Pokrzywdzeni polscy rodzice w tym również ja, znają doskonale panią Prof. Gesine Schwan. Podobnie jak profesor Sadurski, również osobiście. Znamy doskonale jej wypowiedzi o słuszności zakazów języka Polskiego Polakom w Niemczech. Również jej usiłowania dodania naukowego posmaku tej opinii w pracy doktorskiej Katharine Senst z uniwersytetu Viarina pod egida profesora prawa Dieter Martiny.
Wiec nasze opinie nie są zgodne, ponieważ profesorska opinia bazuje zapewne na niewiedzy w sprawie nastawienia pani Profesor w stosunku do Polaków.
Twierdzenie pana profesora Sadurskiego, że pani Schwan zrobiła więcej dla Polaków niż ktokolwiek inny jest jednak bezsporne.
Bismarck zabronił dzieciom tylko modlitwy w języku polskim, natomiast pani rektor Uniwersytetu Viadrina, pełnomocnik rządu do spraw polsko-niemieckich, Prof.Schwan wychowywała kadry polskiej młodzieży w duchu niemieckiej ideologii i z pisemnym potwierdzeniem jej polityki, jakoby niemieckie urzędowe i sądowe zakazy rozmowy po polsku polskich dzieci z ich rodzicami były w Niemczech legalne, wiec Polacy powinni je respektować.
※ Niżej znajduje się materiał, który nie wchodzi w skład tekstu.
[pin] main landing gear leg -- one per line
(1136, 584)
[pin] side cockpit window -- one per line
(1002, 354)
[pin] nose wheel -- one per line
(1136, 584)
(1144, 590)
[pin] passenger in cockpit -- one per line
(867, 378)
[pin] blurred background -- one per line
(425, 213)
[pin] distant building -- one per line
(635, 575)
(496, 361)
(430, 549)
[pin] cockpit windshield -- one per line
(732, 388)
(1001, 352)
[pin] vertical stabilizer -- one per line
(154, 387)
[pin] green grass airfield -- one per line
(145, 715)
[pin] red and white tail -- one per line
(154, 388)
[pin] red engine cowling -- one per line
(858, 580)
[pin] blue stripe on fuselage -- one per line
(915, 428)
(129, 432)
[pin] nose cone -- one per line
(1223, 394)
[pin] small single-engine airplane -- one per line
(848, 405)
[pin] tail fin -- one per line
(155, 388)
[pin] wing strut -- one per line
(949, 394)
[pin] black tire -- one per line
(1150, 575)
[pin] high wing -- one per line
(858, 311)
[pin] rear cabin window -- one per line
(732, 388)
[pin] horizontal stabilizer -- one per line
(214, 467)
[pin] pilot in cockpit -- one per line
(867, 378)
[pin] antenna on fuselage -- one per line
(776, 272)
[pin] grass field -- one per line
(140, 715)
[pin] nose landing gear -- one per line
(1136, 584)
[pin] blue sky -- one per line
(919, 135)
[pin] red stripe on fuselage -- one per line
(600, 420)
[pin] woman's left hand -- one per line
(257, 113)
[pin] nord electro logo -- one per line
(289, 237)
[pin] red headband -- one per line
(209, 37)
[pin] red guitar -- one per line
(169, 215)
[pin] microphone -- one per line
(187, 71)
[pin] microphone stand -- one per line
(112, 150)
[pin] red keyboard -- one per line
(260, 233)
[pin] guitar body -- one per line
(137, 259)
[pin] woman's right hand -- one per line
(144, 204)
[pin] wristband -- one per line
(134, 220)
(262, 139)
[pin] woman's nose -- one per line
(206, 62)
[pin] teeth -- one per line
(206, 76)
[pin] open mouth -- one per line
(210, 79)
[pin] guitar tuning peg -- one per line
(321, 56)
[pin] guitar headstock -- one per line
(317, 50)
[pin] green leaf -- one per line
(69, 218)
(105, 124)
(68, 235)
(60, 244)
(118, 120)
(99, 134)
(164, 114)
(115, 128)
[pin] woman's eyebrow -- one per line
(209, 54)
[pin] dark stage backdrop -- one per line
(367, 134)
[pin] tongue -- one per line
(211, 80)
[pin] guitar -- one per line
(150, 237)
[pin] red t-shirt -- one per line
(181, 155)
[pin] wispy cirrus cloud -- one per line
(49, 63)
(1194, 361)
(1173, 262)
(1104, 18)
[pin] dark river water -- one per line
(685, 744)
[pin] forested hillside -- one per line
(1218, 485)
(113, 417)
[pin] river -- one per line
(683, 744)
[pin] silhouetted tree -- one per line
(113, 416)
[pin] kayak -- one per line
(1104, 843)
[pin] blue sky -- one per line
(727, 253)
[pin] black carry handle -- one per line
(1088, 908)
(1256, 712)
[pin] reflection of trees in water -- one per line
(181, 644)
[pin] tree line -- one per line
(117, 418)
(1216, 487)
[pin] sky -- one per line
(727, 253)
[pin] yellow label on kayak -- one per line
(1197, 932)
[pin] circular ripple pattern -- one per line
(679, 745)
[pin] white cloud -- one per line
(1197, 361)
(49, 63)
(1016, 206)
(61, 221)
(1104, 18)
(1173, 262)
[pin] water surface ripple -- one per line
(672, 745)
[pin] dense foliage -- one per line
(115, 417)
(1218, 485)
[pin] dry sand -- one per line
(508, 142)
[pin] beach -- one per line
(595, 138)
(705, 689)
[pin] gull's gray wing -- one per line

Jest to zupelnie nowatorska metoda wychowania studentów Viadriny w duchu antypolskim. Polak, student Uniwersytetu Viadrina, który się zgadza z takim poglądem pójdzie później wyżej w polskiej i europejskiej polityce.
Polityczni przyjaciele pani Prof. Gesiny Schwan cieszą się ze szczerej i pomimo dwóch wniosków nieodwołanej pisemnej opinii jakoby niemieckie sady i Jugendamty miały prawo zakazywać Polakom języka polskiego. Jej zakłamanie i ustne publiczne zakłamywanie faktu legalizacji zakazów języka polskiego ma chyba tylko na celu zdobycie wszystkich niemieckich głosów w tym neonazistów w celu wejścia na arenę polityczna jako pierwszy prezydent Niemiec, który uznał zakazy języka polskiego Polakom za legalne. Chwilowo wybrano jednak innego kandydata.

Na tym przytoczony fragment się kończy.